In the population, there are:

- 12 Honors students
- 16 non-Honors students

So in the sample of size 7 you want:

- 3 Honors students
- 4 non-Honors students

because

\[ \frac{3}{12}=\frac{4}{16}. \]

Sample the three Honors students by SRS:

```
set.seed(1837)
popsamp(honors,n=3)
```

```
Students Sex class GPA Honors
9 Betsy F So 4.0 Yes
11 Dylan M So 3.5 Yes
8 Andrea F So 4.0 Yes
```

Sample the four non-Honors students by SRS:

```
set.seed(17365)
popsamp(nonhonors,n=4)
```

```
Students Sex class GPA Honors
25 Diana F Sr 2.90 No
13 Eric M So 2.10 No
14 Gabriel M So 1.98 No
28 Grace F Sr 1.40 No
```

Combine the two samples to get your stratified sample!

Stratified sampling is more accurate than SRS, with respect to the variables that determine the strata.

(This advantage is most evident at small sample sizes.)

You have to know the population distribution of the variables that determine the strata.

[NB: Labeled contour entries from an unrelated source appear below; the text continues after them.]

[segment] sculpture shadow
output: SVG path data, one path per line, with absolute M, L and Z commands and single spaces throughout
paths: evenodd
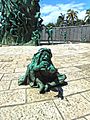
M 55 86 L 55 87 L 51 87 L 50 88 L 50 90 L 51 91 L 54 91 L 54 92 L 57 92 L 58 94 L 56 95 L 56 96 L 54 96 L 54 97 L 57 97 L 57 98 L 61 98 L 61 100 L 63 100 L 64 99 L 64 96 L 63 96 L 63 86 L 66 86 L 66 85 L 68 85 L 68 83 L 67 82 L 64 82 L 63 84 L 61 84 L 61 85 L 58 85 L 58 86 Z

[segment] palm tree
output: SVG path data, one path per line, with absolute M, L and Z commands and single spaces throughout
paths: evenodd
M 84 21 L 85 21 L 87 24 L 90 24 L 90 9 L 86 10 L 86 16 L 85 16 Z
M 58 19 L 56 22 L 56 26 L 62 26 L 62 24 L 64 23 L 64 18 L 65 18 L 65 15 L 60 13 L 60 16 L 58 16 Z
M 67 21 L 69 22 L 69 25 L 75 25 L 75 21 L 77 21 L 78 16 L 77 16 L 77 11 L 69 9 L 67 11 Z

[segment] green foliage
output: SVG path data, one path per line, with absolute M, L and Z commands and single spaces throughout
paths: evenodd
M 1 0 L 1 5 L 2 37 L 8 32 L 17 44 L 26 43 L 33 31 L 41 29 L 39 0 Z
M 90 9 L 86 11 L 86 16 L 84 21 L 86 22 L 86 24 L 90 24 Z

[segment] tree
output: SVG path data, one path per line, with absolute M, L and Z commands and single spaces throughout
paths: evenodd
M 1 16 L 2 36 L 12 36 L 17 44 L 29 42 L 43 21 L 39 0 L 1 0 Z
M 67 11 L 66 19 L 67 19 L 69 25 L 75 25 L 75 21 L 77 21 L 77 19 L 78 19 L 77 13 L 78 13 L 77 11 L 74 11 L 71 9 L 69 9 Z
M 86 10 L 86 16 L 84 21 L 86 24 L 90 24 L 90 9 Z
M 60 16 L 58 17 L 57 22 L 56 22 L 56 26 L 57 26 L 57 27 L 63 25 L 63 23 L 64 23 L 64 18 L 65 18 L 65 15 L 62 14 L 62 13 L 60 13 Z

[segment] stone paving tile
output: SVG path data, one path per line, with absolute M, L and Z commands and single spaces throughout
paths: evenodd
M 30 85 L 18 85 L 18 79 L 17 80 L 12 80 L 10 89 L 21 89 L 21 88 L 30 88 Z
M 88 70 L 90 69 L 90 64 L 84 64 L 84 65 L 80 65 L 80 66 L 77 66 L 79 69 L 81 70 Z
M 90 69 L 85 70 L 82 73 L 85 74 L 86 76 L 90 77 Z
M 1 120 L 63 120 L 52 101 L 0 109 Z
M 27 69 L 27 67 L 25 67 L 25 68 L 16 68 L 15 73 L 25 73 L 26 69 Z
M 27 89 L 27 103 L 54 99 L 57 94 L 57 92 L 53 91 L 47 92 L 45 94 L 40 94 L 38 88 Z
M 68 82 L 68 85 L 63 86 L 64 96 L 90 90 L 90 83 L 85 79 Z
M 90 91 L 81 93 L 81 95 L 90 102 Z
M 78 119 L 74 119 L 74 120 L 86 120 L 85 118 L 78 118 Z
M 18 105 L 26 102 L 25 89 L 0 92 L 0 107 Z
M 0 81 L 0 91 L 8 90 L 10 87 L 11 81 Z
M 58 110 L 65 120 L 79 118 L 90 113 L 90 102 L 80 94 L 64 98 L 64 100 L 54 100 Z
M 14 69 L 1 69 L 0 70 L 0 73 L 13 73 L 14 72 Z

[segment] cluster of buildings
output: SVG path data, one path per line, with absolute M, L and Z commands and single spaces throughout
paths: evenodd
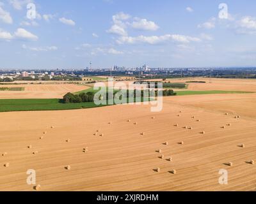
M 1 79 L 4 79 L 5 78 L 9 78 L 12 80 L 13 80 L 15 78 L 31 78 L 32 79 L 37 78 L 43 78 L 45 76 L 49 76 L 49 77 L 51 78 L 52 78 L 53 76 L 54 76 L 55 73 L 54 72 L 51 72 L 48 73 L 47 71 L 45 71 L 44 73 L 42 73 L 40 71 L 38 72 L 35 72 L 35 71 L 6 71 L 6 72 L 3 72 L 0 75 L 0 78 Z

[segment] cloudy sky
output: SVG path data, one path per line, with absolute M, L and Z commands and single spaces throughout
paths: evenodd
M 256 66 L 255 9 L 255 0 L 0 0 L 0 68 Z

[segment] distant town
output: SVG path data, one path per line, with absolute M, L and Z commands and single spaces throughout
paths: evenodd
M 256 68 L 150 68 L 146 64 L 139 68 L 115 66 L 111 68 L 6 69 L 0 69 L 0 82 L 14 81 L 79 81 L 88 76 L 124 76 L 125 80 L 180 77 L 207 77 L 256 78 Z M 90 83 L 90 82 L 88 82 Z

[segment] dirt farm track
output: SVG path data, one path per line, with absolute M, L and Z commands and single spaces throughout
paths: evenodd
M 191 89 L 256 91 L 256 81 L 216 81 Z M 164 98 L 157 113 L 149 105 L 1 113 L 0 191 L 35 191 L 29 169 L 41 191 L 255 191 L 255 93 L 212 94 Z

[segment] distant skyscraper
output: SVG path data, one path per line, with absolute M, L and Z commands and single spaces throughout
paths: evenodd
M 28 73 L 26 71 L 23 71 L 22 72 L 22 77 L 28 77 Z

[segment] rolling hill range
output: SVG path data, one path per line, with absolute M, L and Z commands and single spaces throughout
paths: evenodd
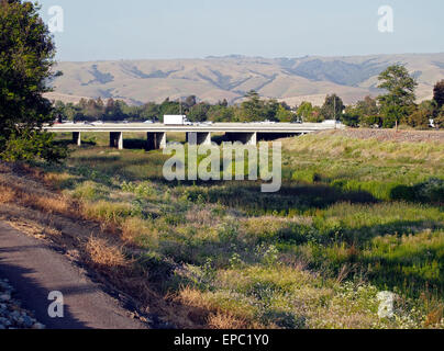
M 242 100 L 254 89 L 265 98 L 321 104 L 328 93 L 345 103 L 379 93 L 377 76 L 391 64 L 407 65 L 418 79 L 418 99 L 432 97 L 444 79 L 443 54 L 354 57 L 208 57 L 206 59 L 118 60 L 59 63 L 63 77 L 54 81 L 49 99 L 75 102 L 80 98 L 122 99 L 141 104 L 190 94 L 208 102 Z

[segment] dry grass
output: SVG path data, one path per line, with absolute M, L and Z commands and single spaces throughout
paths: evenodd
M 85 251 L 89 262 L 99 268 L 124 268 L 127 261 L 122 250 L 115 245 L 110 245 L 106 239 L 90 237 Z
M 4 185 L 0 185 L 0 204 L 12 202 L 15 199 L 15 192 Z
M 189 309 L 189 318 L 197 324 L 202 324 L 211 329 L 252 329 L 260 326 L 251 322 L 240 316 L 235 316 L 203 294 L 189 286 L 184 287 L 176 296 L 175 302 L 180 303 Z

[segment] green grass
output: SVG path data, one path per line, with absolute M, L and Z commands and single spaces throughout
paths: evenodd
M 241 326 L 443 327 L 430 317 L 444 303 L 443 144 L 286 139 L 282 189 L 263 194 L 254 182 L 167 183 L 160 151 L 93 138 L 47 171 L 145 252 L 159 292 Z M 380 320 L 386 290 L 397 312 Z

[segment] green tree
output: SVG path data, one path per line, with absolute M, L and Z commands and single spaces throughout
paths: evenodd
M 279 104 L 276 118 L 281 123 L 291 122 L 295 118 L 295 114 L 287 110 L 282 104 Z
M 435 84 L 433 89 L 433 100 L 436 102 L 439 110 L 444 106 L 444 79 Z
M 0 0 L 0 157 L 57 161 L 66 148 L 43 131 L 54 117 L 43 98 L 54 73 L 55 46 L 32 2 Z
M 388 67 L 379 75 L 378 80 L 378 88 L 387 91 L 386 94 L 378 97 L 382 126 L 392 128 L 413 113 L 418 83 L 402 65 Z
M 241 121 L 242 122 L 255 122 L 264 121 L 265 117 L 265 105 L 260 100 L 259 94 L 251 90 L 245 94 L 246 101 L 241 104 Z
M 340 97 L 336 94 L 326 95 L 325 102 L 321 107 L 321 114 L 325 120 L 340 121 L 345 106 Z
M 188 112 L 188 120 L 191 122 L 203 122 L 208 120 L 208 111 L 210 110 L 210 105 L 207 103 L 199 103 L 193 105 Z
M 430 125 L 430 115 L 426 110 L 418 109 L 409 116 L 408 122 L 414 128 L 425 129 Z
M 434 120 L 434 124 L 436 128 L 444 128 L 444 105 L 441 107 L 441 111 L 437 114 L 437 117 Z
M 297 115 L 300 117 L 302 121 L 306 121 L 311 117 L 313 114 L 313 105 L 311 102 L 303 101 L 301 105 L 298 109 Z

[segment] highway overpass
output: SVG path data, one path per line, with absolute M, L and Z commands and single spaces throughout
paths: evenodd
M 212 133 L 225 134 L 225 139 L 230 141 L 241 141 L 243 144 L 256 145 L 258 140 L 279 138 L 286 136 L 303 135 L 320 131 L 338 128 L 335 124 L 322 123 L 215 123 L 199 125 L 164 125 L 144 123 L 106 123 L 106 124 L 56 124 L 45 127 L 52 133 L 73 133 L 73 140 L 81 145 L 82 133 L 109 133 L 110 146 L 123 149 L 124 133 L 146 133 L 148 149 L 163 149 L 168 141 L 168 133 L 186 133 L 187 140 L 190 133 L 197 134 L 198 144 L 211 144 Z M 195 138 L 193 138 L 195 139 Z

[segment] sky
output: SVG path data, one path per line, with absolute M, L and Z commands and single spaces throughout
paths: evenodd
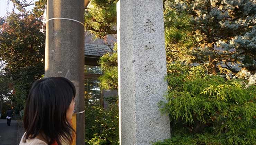
M 3 17 L 6 14 L 6 11 L 7 8 L 7 3 L 8 0 L 0 0 L 0 17 Z M 8 9 L 8 12 L 11 12 L 12 10 L 13 7 L 13 3 L 10 1 L 9 1 L 9 4 Z M 36 0 L 27 0 L 28 3 L 31 2 L 32 3 L 34 4 L 35 1 L 37 1 Z M 33 8 L 34 5 L 33 4 L 27 8 L 27 10 L 31 10 Z M 19 12 L 19 11 L 16 9 L 15 9 L 15 11 L 16 12 Z

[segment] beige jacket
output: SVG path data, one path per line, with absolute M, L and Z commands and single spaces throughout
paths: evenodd
M 26 143 L 25 143 L 24 142 L 23 138 L 25 136 L 25 133 L 26 133 L 22 136 L 22 138 L 21 138 L 19 145 L 48 145 L 44 142 L 36 138 L 32 139 L 27 139 L 26 140 Z

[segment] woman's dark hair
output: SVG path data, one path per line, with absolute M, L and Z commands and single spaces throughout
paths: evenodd
M 67 120 L 66 114 L 75 93 L 74 85 L 64 78 L 47 78 L 36 81 L 30 90 L 24 112 L 24 140 L 43 133 L 48 144 L 56 141 L 61 145 L 63 139 L 71 144 L 75 131 Z

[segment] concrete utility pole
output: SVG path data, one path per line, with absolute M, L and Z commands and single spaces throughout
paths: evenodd
M 65 77 L 76 89 L 76 144 L 84 144 L 84 0 L 48 0 L 46 77 Z

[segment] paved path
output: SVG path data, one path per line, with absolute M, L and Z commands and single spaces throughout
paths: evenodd
M 9 126 L 6 119 L 0 119 L 0 145 L 16 145 L 17 129 L 16 120 L 12 120 Z

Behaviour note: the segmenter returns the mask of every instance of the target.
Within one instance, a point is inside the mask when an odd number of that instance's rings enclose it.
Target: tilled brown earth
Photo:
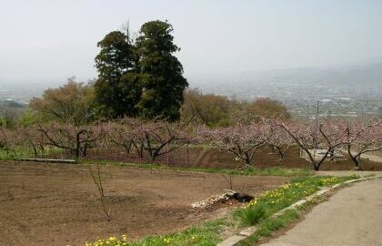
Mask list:
[[[177,231],[226,210],[191,208],[229,188],[220,174],[110,167],[101,172],[109,222],[87,167],[0,161],[0,245],[84,245],[122,234],[137,239]],[[233,179],[234,190],[251,195],[287,181]]]

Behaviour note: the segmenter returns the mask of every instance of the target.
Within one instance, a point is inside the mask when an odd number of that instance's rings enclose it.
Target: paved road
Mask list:
[[[263,246],[382,245],[382,179],[356,183]]]

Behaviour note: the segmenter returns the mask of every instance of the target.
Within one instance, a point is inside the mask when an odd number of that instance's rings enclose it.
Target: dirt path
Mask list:
[[[216,217],[225,206],[200,210],[191,203],[228,189],[220,174],[104,168],[107,222],[87,167],[0,161],[0,245],[84,245],[128,234],[177,231]],[[287,178],[236,177],[234,189],[253,195]]]
[[[264,246],[382,245],[382,179],[354,184]]]

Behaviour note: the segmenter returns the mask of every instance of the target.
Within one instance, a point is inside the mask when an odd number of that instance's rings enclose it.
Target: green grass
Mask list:
[[[213,246],[221,241],[220,232],[231,227],[232,221],[227,219],[218,219],[204,223],[198,227],[191,227],[184,231],[163,235],[152,236],[138,241],[130,241],[127,239],[111,237],[95,242],[86,242],[86,246]]]
[[[166,169],[166,170],[178,170],[178,171],[193,171],[193,172],[207,172],[207,173],[221,173],[226,175],[249,175],[249,176],[286,176],[286,177],[305,177],[310,176],[313,172],[307,169],[286,169],[283,167],[272,167],[265,169],[257,169],[250,167],[242,170],[229,169],[217,169],[217,168],[182,168],[182,167],[170,167],[162,164],[138,164],[138,163],[126,163],[120,161],[110,160],[86,160],[83,164],[95,164],[98,162],[105,166],[121,167],[121,168],[137,168],[137,169]]]
[[[45,148],[44,156],[61,153],[62,150],[57,148]],[[38,157],[41,158],[41,152],[38,152]],[[35,158],[35,152],[32,149],[16,146],[12,151],[6,151],[0,149],[0,159],[13,160],[22,158]]]
[[[236,231],[243,225],[256,225],[256,231],[240,241],[237,245],[252,245],[262,237],[269,237],[272,232],[285,228],[298,219],[296,210],[286,210],[280,216],[271,218],[270,215],[289,206],[290,204],[316,192],[325,186],[332,186],[345,180],[357,179],[357,176],[347,177],[300,177],[278,189],[266,191],[254,199],[246,208],[236,209],[232,215],[206,222],[201,226],[194,226],[181,232],[147,237],[142,241],[130,241],[128,239],[111,237],[87,242],[87,246],[160,246],[160,245],[216,245],[223,239],[225,231]],[[306,207],[301,207],[304,210]],[[241,227],[240,227],[241,226]]]
[[[295,178],[289,184],[266,191],[261,196],[255,198],[246,208],[239,209],[234,214],[243,225],[252,226],[303,198],[312,195],[322,187],[329,187],[357,178],[357,176]],[[259,215],[261,215],[260,218]]]
[[[269,237],[272,235],[272,232],[285,228],[296,221],[299,218],[299,213],[296,210],[287,210],[283,214],[275,219],[266,219],[262,220],[258,229],[255,233],[247,237],[246,239],[239,241],[236,245],[237,246],[249,246],[253,245],[256,242],[258,242],[261,238]]]

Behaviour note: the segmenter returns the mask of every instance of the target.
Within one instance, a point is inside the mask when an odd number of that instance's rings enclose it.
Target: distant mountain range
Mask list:
[[[203,87],[205,82],[226,85],[289,85],[307,86],[314,84],[336,87],[382,88],[382,62],[363,66],[328,67],[302,67],[263,72],[243,72],[234,75],[191,77],[191,86]],[[210,86],[212,86],[210,84]]]

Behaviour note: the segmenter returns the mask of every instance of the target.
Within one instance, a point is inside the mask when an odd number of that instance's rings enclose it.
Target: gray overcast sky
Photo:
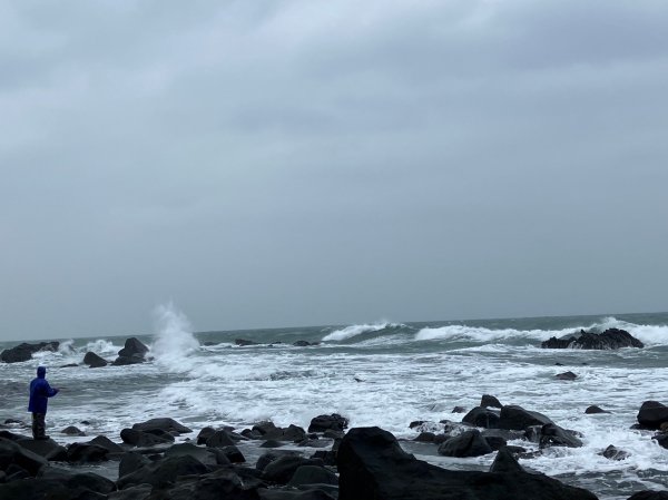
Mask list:
[[[0,340],[665,311],[668,2],[0,3]]]

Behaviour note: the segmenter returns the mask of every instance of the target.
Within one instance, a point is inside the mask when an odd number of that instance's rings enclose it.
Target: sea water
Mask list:
[[[645,349],[540,349],[551,336],[608,327],[627,330]],[[61,442],[81,440],[59,433],[68,425],[120,442],[122,428],[157,416],[198,431],[242,430],[263,420],[307,428],[312,418],[331,413],[346,416],[350,427],[377,425],[412,440],[412,421],[459,422],[454,406],[472,409],[492,394],[582,433],[582,448],[546,449],[522,465],[605,499],[668,489],[668,450],[651,439],[654,432],[631,429],[644,401],[668,404],[668,313],[193,333],[183,313],[165,306],[156,311],[156,331],[138,337],[150,347],[150,361],[137,365],[80,364],[87,351],[114,360],[126,336],[66,339],[56,353],[0,363],[0,422],[29,421],[27,388],[40,364],[61,388],[47,415],[49,433]],[[239,346],[236,339],[257,345]],[[294,346],[298,340],[317,345]],[[63,367],[72,363],[80,365]],[[578,378],[556,379],[566,371]],[[586,414],[592,404],[609,413]],[[487,470],[494,457],[444,458],[434,444],[402,443],[450,469]],[[537,449],[527,441],[511,444]],[[629,457],[606,459],[600,452],[609,444]]]

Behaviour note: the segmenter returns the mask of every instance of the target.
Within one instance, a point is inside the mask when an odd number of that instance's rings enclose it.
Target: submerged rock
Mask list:
[[[592,333],[581,330],[566,339],[556,336],[540,344],[542,349],[588,349],[611,350],[621,347],[645,347],[645,344],[626,330],[608,329],[602,333]]]
[[[29,344],[23,342],[16,347],[6,349],[0,353],[0,361],[6,363],[20,363],[32,359],[32,354],[39,351],[58,351],[60,342],[40,342],[38,344]]]
[[[441,469],[404,452],[379,428],[351,429],[337,465],[338,500],[596,500],[543,474]]]

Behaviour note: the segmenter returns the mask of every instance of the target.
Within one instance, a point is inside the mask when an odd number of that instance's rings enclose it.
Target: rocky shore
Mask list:
[[[0,429],[2,500],[436,500],[553,499],[589,500],[582,488],[531,471],[531,459],[550,447],[580,447],[581,434],[562,429],[547,415],[483,395],[461,422],[411,422],[415,441],[432,443],[445,457],[495,453],[489,471],[448,470],[416,459],[377,427],[347,429],[338,414],[315,416],[307,429],[258,422],[246,429],[189,429],[169,419],[153,419],[61,445],[35,441]],[[647,401],[638,428],[659,431],[666,445],[668,406]],[[78,437],[76,427],[61,435]],[[513,441],[514,445],[509,445]],[[527,452],[518,442],[538,443]],[[613,444],[601,450],[623,460]],[[522,463],[520,463],[522,462]],[[101,464],[104,474],[94,472]],[[110,476],[110,477],[109,477]],[[639,491],[629,500],[661,500],[666,492]]]

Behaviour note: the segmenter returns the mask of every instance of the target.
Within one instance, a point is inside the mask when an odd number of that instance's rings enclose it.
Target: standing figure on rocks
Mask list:
[[[30,382],[30,402],[28,403],[28,411],[32,412],[32,438],[38,440],[49,439],[45,434],[47,424],[45,418],[47,416],[47,404],[49,398],[58,394],[58,389],[51,388],[47,382],[47,369],[38,366],[37,379],[32,379]]]

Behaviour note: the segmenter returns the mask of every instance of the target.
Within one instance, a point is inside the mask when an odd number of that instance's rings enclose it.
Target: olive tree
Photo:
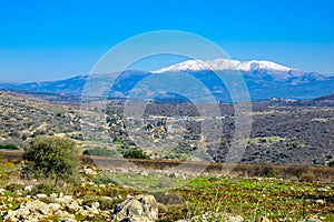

To actually take a SRS, you would have to be able to identify every subject in the population, **before** you take the sample.

If you are on the server, run:

```
source("/mat111/Additional_R_Functions/SquareSamp.R")
```

Then take a simple random sample of 10 dots out of 2500 dots equally spaced on a rectangle:

```
require(shape)
SquareSamp()
```

One way to get around these problems:

- Divide the populations into disjoint subsets (
*clusters*) each of which is representative of the population. - Sample a few of the clusters by SRS.
- Then contact each subjects in each one of the selected clusters.

This is called *cluster sampling*.

- Easy to get to your selected subjects.
- You only have to be able to identify the clusters—not everyone in the population.

Clusters are seldom exactly like the population, so cluster samples can be quite variable.